For a revealing description of the economic side of the empire read David Korton’s When Corporations Rule the World, Michael Chossodovsky’s The Globalization of Poverty, or J.W. Smith’s Economic Democracy. The several billion people living in the “grand area” must be forced into a condition of political apathy and hopelessness in which they do not attempt to make change. Their constant awareness of the incredible brutality to which they will be subjected if there is even a hint of political activity on their part is essential to keeping them in this condition.
The purpose of empires is always economic. The purpose of the U.S. empire is that the poor and wretched of the world should accept U.S. owned sweatshops paying starvation wages, and U.S. corporations extracting the resources and wealth from their pliant countries while they remain in poverty and misery. Without terror, people would never accept the brutal conditions of death deprivation, misery, hunger, and disease that most of the people in the “grand area” endure for their entire lives. Today, the top 20 percent of the world’s population owns 83 percent of the world’s wealth. Each year untold billions of dollars in wealth are transferred from the poorest 50 percent of humanity to the wealthy imperial centers of capital.

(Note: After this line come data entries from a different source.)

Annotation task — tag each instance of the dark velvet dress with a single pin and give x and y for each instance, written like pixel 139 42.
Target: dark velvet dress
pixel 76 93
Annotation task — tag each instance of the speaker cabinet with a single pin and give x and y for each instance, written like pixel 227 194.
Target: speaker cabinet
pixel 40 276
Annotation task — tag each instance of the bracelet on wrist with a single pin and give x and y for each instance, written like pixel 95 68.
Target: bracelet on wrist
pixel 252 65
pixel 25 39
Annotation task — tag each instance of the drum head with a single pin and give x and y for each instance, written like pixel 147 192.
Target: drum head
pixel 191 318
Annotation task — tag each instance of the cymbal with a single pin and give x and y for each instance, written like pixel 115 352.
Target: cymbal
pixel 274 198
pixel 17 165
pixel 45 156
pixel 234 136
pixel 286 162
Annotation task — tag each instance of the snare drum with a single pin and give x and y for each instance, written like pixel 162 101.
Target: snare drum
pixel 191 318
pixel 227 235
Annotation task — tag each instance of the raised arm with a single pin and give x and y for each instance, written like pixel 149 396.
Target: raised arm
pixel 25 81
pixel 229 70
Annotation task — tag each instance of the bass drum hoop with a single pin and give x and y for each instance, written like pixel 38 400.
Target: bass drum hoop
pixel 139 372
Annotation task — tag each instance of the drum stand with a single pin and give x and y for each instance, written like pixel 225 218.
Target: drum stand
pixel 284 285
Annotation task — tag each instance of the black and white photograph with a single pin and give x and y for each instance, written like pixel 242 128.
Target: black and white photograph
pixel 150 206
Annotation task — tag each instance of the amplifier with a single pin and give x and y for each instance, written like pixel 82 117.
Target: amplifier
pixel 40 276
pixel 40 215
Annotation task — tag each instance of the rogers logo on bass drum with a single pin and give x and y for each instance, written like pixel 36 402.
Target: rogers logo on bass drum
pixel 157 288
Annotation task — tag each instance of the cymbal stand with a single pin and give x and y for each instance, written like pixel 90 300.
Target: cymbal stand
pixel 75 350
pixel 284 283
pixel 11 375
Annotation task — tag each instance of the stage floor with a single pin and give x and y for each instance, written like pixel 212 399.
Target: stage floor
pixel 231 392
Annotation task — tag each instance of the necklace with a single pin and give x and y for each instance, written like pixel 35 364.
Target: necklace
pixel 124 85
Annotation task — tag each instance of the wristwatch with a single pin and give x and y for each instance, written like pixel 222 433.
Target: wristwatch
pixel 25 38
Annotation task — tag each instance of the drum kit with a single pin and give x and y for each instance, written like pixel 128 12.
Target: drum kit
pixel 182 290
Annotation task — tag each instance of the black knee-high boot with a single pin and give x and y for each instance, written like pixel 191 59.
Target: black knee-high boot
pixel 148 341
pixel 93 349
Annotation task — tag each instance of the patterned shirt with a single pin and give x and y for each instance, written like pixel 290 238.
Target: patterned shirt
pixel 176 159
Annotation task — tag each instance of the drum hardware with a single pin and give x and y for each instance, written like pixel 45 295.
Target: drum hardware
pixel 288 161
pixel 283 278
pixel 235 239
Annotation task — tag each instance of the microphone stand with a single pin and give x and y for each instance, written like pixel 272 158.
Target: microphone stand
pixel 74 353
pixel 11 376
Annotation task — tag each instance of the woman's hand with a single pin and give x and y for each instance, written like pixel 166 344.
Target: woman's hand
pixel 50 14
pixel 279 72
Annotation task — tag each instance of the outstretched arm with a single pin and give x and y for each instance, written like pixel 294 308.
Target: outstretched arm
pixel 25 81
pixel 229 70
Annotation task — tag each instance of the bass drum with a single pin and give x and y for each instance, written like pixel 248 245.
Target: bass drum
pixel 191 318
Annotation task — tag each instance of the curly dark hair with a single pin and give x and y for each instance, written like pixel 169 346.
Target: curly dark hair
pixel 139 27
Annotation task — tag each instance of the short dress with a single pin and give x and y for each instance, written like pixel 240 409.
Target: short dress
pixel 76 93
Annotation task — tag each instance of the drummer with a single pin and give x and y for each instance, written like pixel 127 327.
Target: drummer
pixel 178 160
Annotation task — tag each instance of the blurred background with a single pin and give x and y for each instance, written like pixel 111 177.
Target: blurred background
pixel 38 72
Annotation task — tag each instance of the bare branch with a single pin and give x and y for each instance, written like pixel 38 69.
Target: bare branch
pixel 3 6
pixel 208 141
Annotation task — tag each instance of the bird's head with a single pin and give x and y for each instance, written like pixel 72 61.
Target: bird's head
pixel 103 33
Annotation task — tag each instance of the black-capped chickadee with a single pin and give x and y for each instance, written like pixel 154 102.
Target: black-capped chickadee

If the rights of the poor were respected – political rights and human rights – then they would organize and defeat the empire at will. They would take steps to use the resources of their countries to benefit their own people. This is exactly what empire cannot allow. Formerly secret Washington documents give this as the explicit reason for overthrowing the governments in Iran, Guatemala, Chile, and elsewhere. Only terror keeps subjugated peoples accepting the horror of their present lives. Terror and its corollary torture are absolute essential to U.S. foreign policy.
Economic domination and exploitation by imperial nation-states can only be ended through effective democratic world government granting enforceable economic and political rights to all people on Earth, and making economic exploitation illegal. Empires cannot be abolished from the Earth without creating a new world order that makes their existence impossible. The underlying assumptions of the United Nations and the current world order are two: the system of so-called sovereign nation-states and globalized monopoly-capitalism. A world order based on these premises makes empires inevitable.
The systematic use of terror and torture by the imperial nation states in their defense of empires can only be ended through enforceable democratic world law under non-military world government. Mere political resistance to the empire from within has been going on for as long as the empire has been going on. In nearly every case, the empire has won and millions (literally) have lost their lives resisting it. It won in Vietnam as well: destroying two million lives and creating an economic basket-case of a nation, riddled by chemical poisons, birth defects, and high cancer rates.
Resistance and criticism alone are not enough. The empire’s propaganda machine is immense and will always be able to convince the majority in the imperial center that “these abuses do not reflect the true goodness of the American people.” We must have a positive vision of a transformed world order. The Eighth Provisional World Parliament – on behalf of emerging enforceable world law – will be held in Lucknow, India, August 10-14, 2004. Only together can we can build a decent future for humanity.